走れメロスは全力疾走のまま、立ち塞がる人間失格と衝突する。
「ぬぅっおぉ!?」
人間失格と走れメロスの身体がぶつかり合った。
「何故だ!? 俺の全力疾走をどうして受け止められる!?」
「ぐ、ぐぐっ、あまり舐めるなよ、兄弟」
人間失格が不敵に笑う。
走れメロスはハッとした。
「そうだ、貴様は人間失格! 我が父から分かたれた同じ血を持つ文学!」
「そうさ、兄さん。
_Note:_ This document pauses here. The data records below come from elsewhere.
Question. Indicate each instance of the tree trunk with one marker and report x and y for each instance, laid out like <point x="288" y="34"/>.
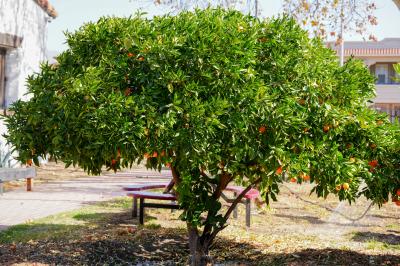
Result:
<point x="198" y="251"/>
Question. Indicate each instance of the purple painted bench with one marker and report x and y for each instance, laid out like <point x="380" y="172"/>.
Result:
<point x="138" y="192"/>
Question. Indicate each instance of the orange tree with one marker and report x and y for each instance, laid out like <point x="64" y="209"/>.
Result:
<point x="221" y="97"/>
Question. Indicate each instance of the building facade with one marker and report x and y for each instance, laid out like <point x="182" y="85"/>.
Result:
<point x="23" y="37"/>
<point x="380" y="57"/>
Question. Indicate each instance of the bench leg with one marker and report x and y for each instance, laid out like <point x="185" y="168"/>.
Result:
<point x="134" y="207"/>
<point x="248" y="212"/>
<point x="173" y="202"/>
<point x="29" y="184"/>
<point x="141" y="214"/>
<point x="235" y="209"/>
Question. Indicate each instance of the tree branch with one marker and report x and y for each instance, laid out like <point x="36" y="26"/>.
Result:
<point x="232" y="207"/>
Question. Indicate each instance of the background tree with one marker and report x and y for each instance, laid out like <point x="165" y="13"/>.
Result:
<point x="334" y="18"/>
<point x="220" y="96"/>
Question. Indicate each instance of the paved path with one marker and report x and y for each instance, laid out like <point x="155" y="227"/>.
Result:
<point x="19" y="206"/>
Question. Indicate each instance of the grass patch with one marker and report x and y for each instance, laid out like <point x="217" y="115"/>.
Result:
<point x="64" y="225"/>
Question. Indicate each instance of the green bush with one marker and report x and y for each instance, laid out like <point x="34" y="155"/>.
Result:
<point x="220" y="96"/>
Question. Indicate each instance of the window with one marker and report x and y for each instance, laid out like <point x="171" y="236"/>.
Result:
<point x="2" y="76"/>
<point x="382" y="73"/>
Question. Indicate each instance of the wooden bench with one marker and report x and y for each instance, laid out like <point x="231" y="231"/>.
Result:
<point x="137" y="192"/>
<point x="141" y="187"/>
<point x="11" y="174"/>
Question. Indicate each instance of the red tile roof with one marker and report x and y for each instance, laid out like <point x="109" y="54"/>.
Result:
<point x="386" y="47"/>
<point x="373" y="52"/>
<point x="47" y="7"/>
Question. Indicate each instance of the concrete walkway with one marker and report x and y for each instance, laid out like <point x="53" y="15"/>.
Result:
<point x="19" y="206"/>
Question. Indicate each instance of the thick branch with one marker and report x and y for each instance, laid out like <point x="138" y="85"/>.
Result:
<point x="223" y="183"/>
<point x="232" y="207"/>
<point x="176" y="179"/>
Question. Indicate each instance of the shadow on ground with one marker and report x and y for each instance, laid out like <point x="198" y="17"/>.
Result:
<point x="107" y="238"/>
<point x="391" y="239"/>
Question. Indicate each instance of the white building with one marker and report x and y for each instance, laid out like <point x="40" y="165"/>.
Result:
<point x="380" y="58"/>
<point x="23" y="37"/>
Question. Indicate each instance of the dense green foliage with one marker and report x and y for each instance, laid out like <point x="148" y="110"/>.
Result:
<point x="214" y="93"/>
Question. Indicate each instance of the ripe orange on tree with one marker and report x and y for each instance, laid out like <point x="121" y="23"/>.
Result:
<point x="373" y="163"/>
<point x="326" y="128"/>
<point x="306" y="177"/>
<point x="345" y="186"/>
<point x="279" y="170"/>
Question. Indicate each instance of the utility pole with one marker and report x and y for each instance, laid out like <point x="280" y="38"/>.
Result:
<point x="341" y="33"/>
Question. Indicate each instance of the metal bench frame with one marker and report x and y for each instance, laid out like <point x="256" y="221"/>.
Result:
<point x="173" y="206"/>
<point x="11" y="174"/>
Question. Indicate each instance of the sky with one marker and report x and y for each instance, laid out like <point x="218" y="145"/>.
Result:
<point x="74" y="13"/>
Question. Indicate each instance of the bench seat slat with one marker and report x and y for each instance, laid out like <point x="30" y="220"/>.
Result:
<point x="145" y="186"/>
<point x="151" y="195"/>
<point x="251" y="194"/>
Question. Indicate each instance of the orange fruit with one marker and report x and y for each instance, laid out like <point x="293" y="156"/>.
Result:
<point x="263" y="39"/>
<point x="373" y="163"/>
<point x="279" y="170"/>
<point x="127" y="91"/>
<point x="302" y="102"/>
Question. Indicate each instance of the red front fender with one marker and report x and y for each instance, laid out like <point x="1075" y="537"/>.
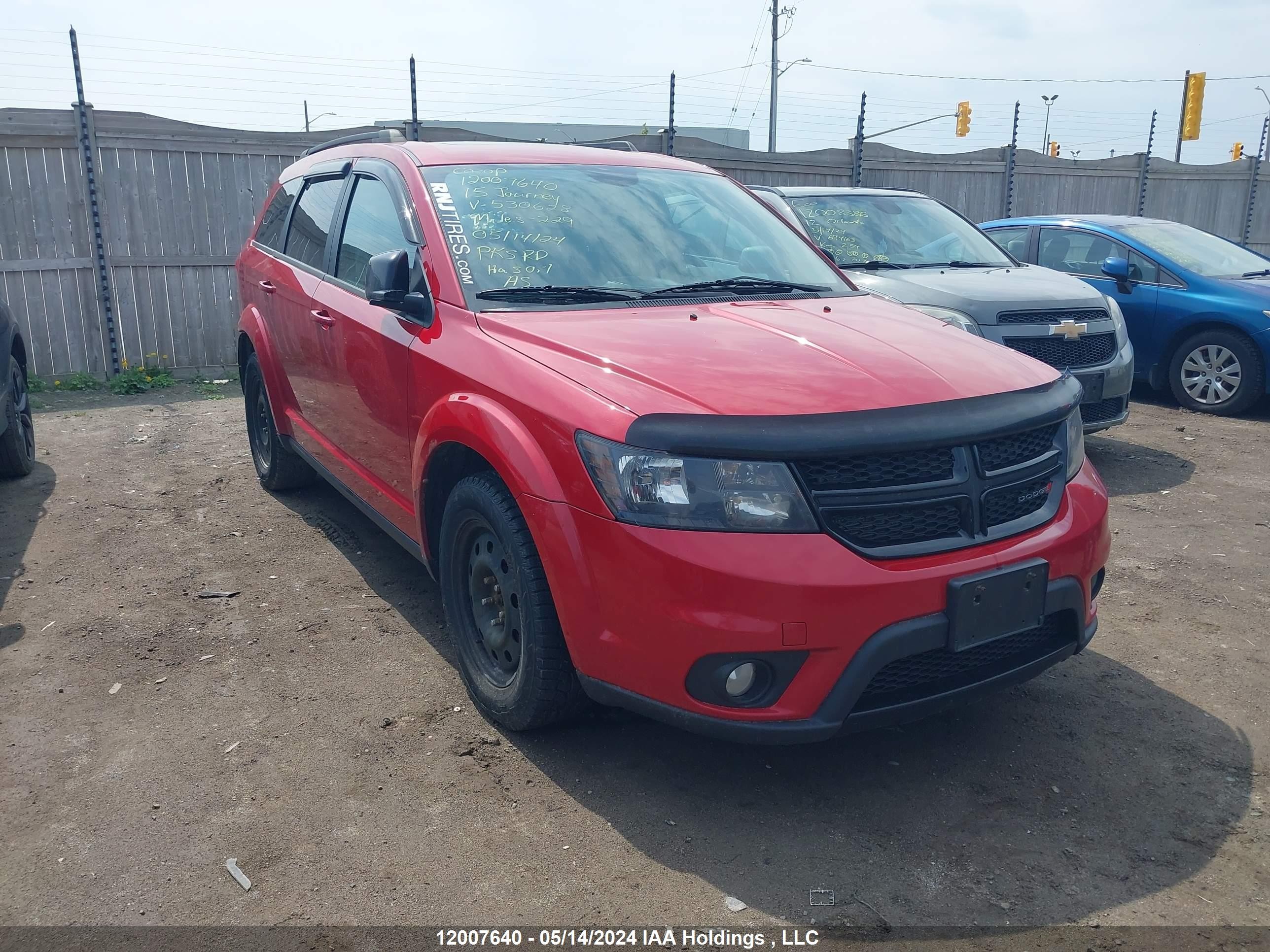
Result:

俺はあんたよりも二年ばかし遅く生まれたが、馬力だけならあんたにも引けを取らないんだぜ?」
「生意気を!」
走れメロスは人間失格の肩を握りつかむ。
「兄よりも優秀な弟などいてたまるか……! 貴様なんぞ我が父が心のまま書き散らかした散文であろう!」
「檀一雄との借金話のついでに生まれたあんたに説教なんてされたくないぜ!」
「言うな!」
走れメロスは人間失格の股間に腕を差し込み担いだ。
そして力強く投げ飛ばす。
「ぐああぁぁっっ!?」
「所詮は私小説! 片腹痛いわ!」
人間失格の身体が窓を突き破り、中庭の茂みへと放り出される。
「今だっ!」
投げ飛ばされた直後、人間失格はそう叫んだ。
茂みに隠れていた雪国と蟹工船が躍り出た。
二人は緋色のマントを大きく広げて、走れメロスの身体にマントをかぶせた。
「こ、これはっ!?」
「オチだ! 走れメロス!」
「文学はオチがついたら落ち着くのが決まりだ!」
暴れる走れメロスにマントをかぶせ続ける。
「ぐ、ぐお、は、離せっ!?」
「いいや、離さないね」
「おとなしくするだ!」
「ぐおおぉぉっ!」
走れメロスはついに動きを止めた。
力を使い果たしたかのようにその場で片膝をつく。
「く、くそっ」
緋色のマントを羽織った走れメロスはうなだれた。
「俺の……負けだ。どうして俺は今まで裸で走っていたのか……」
勇者はひどく赤面した様子でそういうのであった。
ー次回予告ー
源氏物語は来るべき決戦に備えて文学を誘い寄せていた。
しかし、最も優れた文学を決める戦い【世界文学大戦】。
源氏物語には別の目的があった。
第十三話「The answer is in the curtain(答ふは御簾の奥に)」に続く(次回更新は4月13日(火))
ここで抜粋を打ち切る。